Studio album by Gun
- Released: 1 August 1994
- Genre: Hard rock
- Label: A&M

Gun chronology
| Gallus (1992) | Swagger (1994) | 0141 632 6326 (1997) |

= Swagger (Gun album) =

Swagger is the third album by the Scottish rock band Gun. It features their most successful single; their cover of "Word Up!", done in the group's melodic hard rock style, provided a commercial boost to its parent album. Their version earned the band the Best Cover trophy at the first international MTV Europe Music Awards. The track was originally recorded by American funk group Cameo.

The album produced a total of four U.K. Top 40 singles between July 1994 and April 1995: "Word Up!" (#8), "Don't Say It's Over" (#19), "The Only One" (#29), and "Something Worthwhile" (#39). The first track was on the official British singles chart for a total of seven weeks. Swagger has also received mixed to positive critical reviews from various publications such as Allmusic and the music magazine Rock Hard.

Professional ratings
Review scores
| Source | Rating |
| AllMusic |  |
| ARTISTdirect |  |
| Music Week |  |
| Rock Hard | 9.5/10 |
| Select |  |
| Smash Hits |  |

==Production and recording==
The album's release took place after a notable change in the band's line-up, with the group becoming a quartet made up of Mark Rankin (vocalist), Giuliano Gizzi (guitarist), Dante Gizzi (bassist), and Mark Kerr (drummer).

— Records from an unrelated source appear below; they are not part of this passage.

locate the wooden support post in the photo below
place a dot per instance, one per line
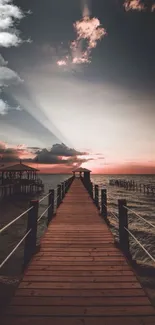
(123, 223)
(96, 195)
(62, 190)
(104, 204)
(51, 206)
(31, 239)
(58, 195)
(91, 189)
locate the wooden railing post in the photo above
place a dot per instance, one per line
(96, 195)
(62, 190)
(31, 239)
(91, 189)
(51, 205)
(123, 223)
(104, 204)
(58, 195)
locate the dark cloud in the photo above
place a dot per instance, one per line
(57, 153)
(8, 154)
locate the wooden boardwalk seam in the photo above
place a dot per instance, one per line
(79, 276)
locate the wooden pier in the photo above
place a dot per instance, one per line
(133, 186)
(79, 276)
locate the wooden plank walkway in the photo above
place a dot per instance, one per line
(79, 277)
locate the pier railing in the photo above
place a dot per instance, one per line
(55, 198)
(122, 218)
(133, 186)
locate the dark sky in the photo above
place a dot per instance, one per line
(113, 96)
(126, 55)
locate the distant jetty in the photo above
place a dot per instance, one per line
(19, 179)
(133, 186)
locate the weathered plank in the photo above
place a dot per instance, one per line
(79, 276)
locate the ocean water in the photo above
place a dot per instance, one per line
(141, 203)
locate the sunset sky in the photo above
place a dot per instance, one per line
(99, 115)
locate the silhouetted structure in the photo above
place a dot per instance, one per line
(19, 178)
(83, 172)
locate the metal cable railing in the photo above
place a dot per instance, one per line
(123, 220)
(116, 217)
(33, 221)
(13, 221)
(43, 213)
(15, 248)
(140, 217)
(138, 242)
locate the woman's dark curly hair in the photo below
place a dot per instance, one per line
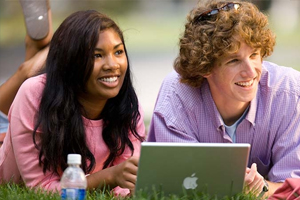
(59, 123)
(204, 41)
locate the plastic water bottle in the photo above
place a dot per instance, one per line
(73, 182)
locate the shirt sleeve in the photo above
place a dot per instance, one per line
(3, 123)
(286, 149)
(22, 119)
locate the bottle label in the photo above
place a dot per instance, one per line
(72, 194)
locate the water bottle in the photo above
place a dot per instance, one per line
(73, 182)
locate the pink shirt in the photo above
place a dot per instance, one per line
(18, 156)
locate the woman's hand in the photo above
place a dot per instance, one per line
(126, 172)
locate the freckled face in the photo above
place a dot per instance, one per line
(110, 67)
(235, 77)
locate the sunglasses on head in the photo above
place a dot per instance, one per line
(208, 13)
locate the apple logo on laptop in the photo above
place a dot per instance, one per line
(190, 182)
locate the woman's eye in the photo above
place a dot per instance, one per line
(119, 52)
(97, 55)
(254, 54)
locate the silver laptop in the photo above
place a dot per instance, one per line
(217, 169)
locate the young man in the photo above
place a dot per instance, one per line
(223, 92)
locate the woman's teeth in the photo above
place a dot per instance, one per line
(111, 79)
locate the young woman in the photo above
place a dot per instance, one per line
(84, 103)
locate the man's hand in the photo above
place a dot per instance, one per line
(254, 182)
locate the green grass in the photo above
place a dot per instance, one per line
(19, 192)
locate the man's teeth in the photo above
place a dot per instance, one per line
(111, 79)
(245, 84)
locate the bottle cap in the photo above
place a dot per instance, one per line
(74, 159)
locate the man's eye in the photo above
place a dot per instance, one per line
(232, 61)
(119, 52)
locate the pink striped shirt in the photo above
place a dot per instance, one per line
(271, 126)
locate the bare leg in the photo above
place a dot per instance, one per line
(38, 22)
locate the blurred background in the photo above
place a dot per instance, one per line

Swagger was produced and engineered by Chris Sheldon. He had previously worked with other English, Irish, and Scottish artists such as the singer-songwriters Hugh Cornwell, Gary Numan, and Roger Waters in the 1980s and 1990s. Nina Schultz took the photographs of the group from which the album's cover was picked.

==Reception and legacy==
In 2005, the album was ranked No. 465 in the German-language book The 500 Greatest Rock & Metal Albums of All Time, which was published by the music magazine Rock Hard. An online article from the publication stated that each and every track on the album could potentially serve as a hit single. A supportive yet mixed review by music critic Tim DiGravina of Allmusic stated that the group "finds it hard to settle on any one style throughout" Swagger while noting the band's "large cult following". The critic also remarked on the similarity of style in some respects to Simple Minds, mentioning how Gun's then drummer, Mark Kerr, is the brother of that other group's vocalist, Jim Kerr.

Gun's version of "Word Up!" won the Best Cover trophy at the first international MTV Europe Music Awards, with that inaugural event being held on 24 November 1994 at Brandenburg Gate in Berlin, Germany. Said event was hosted by notable singer-songwriter Tom Jones. Gun edged out Wet Wet Wet's take on "Love Is All Around" and the Pet Shop Boys' cover of "Go West" among other songs.

Swagger reached the peak of No. 5 on the official British albums chart, and its release is viewed by many Gun fans as the pinnacle of the band's recording career.

==Track listing==
1. "Stand in Line"
2. "Find My Way"
3. "Word Up!" (originally by Cameo)
4. "Don't Say It's Over"
5. "The Only One"
6. "Something Worthwhile"
7. "Seems Like I'm Losing You"
8. "Crying Over You"
9. "One Reason"
10. "Vicious Heart"

==Charts==

| Chart (1994) | Peak position |
|---|---|
| German Albums (Offizielle Top 100) | 37 |
| Dutch Albums (Album Top 100) | 14 |
| Swedish Albums (Sverigetopplistan) | 17 |
| Swiss Albums (Schweizer Hitparade) | 32 |
| UK Albums (OCC) | 5 |

==Certifications==

| Region | Certification | Certified units/sales |
| United Kingdom (BPI) | Silver | 60,000^{^} |
^{^} Shipments figures based on certification alone.